007_海
海がある。
仄かに苦味のある湿った匂いとともに海がある。
地方都市ではあるが、北陸なので車で30分も走れば海に着く。
そんな土地柄、特に用はなくとも気分転換に海を見にいくことが多かった。
いつもは海岸沿いの国道を海を横目に走り、高台の駐車場で一服してから帰るのだが、なんとなくその日は浜まで降りることにした。
夕焼けには間に合わなかったが、藍色に包まれながら海岸を歩くのも十分に気持ちが良い。
歩き始めて早々に、同じ年齢くらいのカップルが海を指差して何やら話し込んでいるのが見えた。

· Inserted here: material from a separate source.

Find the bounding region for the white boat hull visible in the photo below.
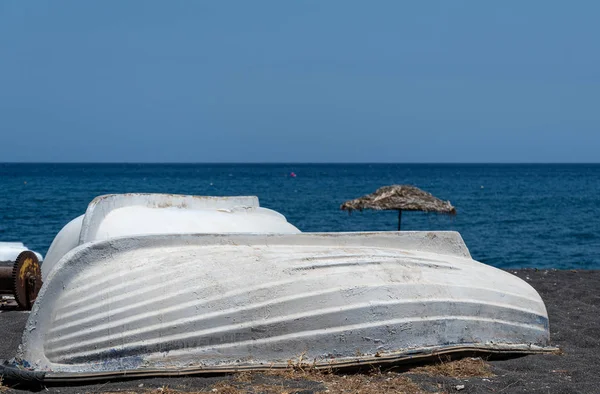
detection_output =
[20,232,549,373]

珍しくもない光景なので、特に気にしないでカップルの後ろを通り過ぎようとしたところ、彼女の方にすみません、と呼び止められた。彼氏は海の方を向いたままだ。
私のところまで小走りに寄ってきて、彼氏が海に何かいると言ってから様子が変だと。
こんばんは、だいぶ冷えてきましたね。
彼氏に話しかけてみるが、こちらを振り向きもしない。
続けて何度か声を掛けるが反応はない。
ただ海を指差している。
…っで……………だからっ…………
彼女は泣きそうになりながら、もう帰ろうよと呼びかけている。
だっ………みっ……たがら………
近づくと、彼氏は涙をぼろぼろ流しながら、ほとんど音節で区切ったような言葉を途切れ途切れに口からこぼしている。
さすがに危ないのではと思い、救急車とか呼びますか、警察に電話しますか、と彼女に聞く。
ふふ
ふふふっ
彼女が笑い出す。
状況が飲み込めず固まっていると、彼女もぼろぼろ涙をこぼして笑い出す。
それを見た途端にどっと気味が悪くなって、
もうカップルのことなんか知るかと思いその場を離れた。
途中、振り返ると二人が私の方を指差しているのが見えた。
ありがとうございます。進行形で記憶を供養しています。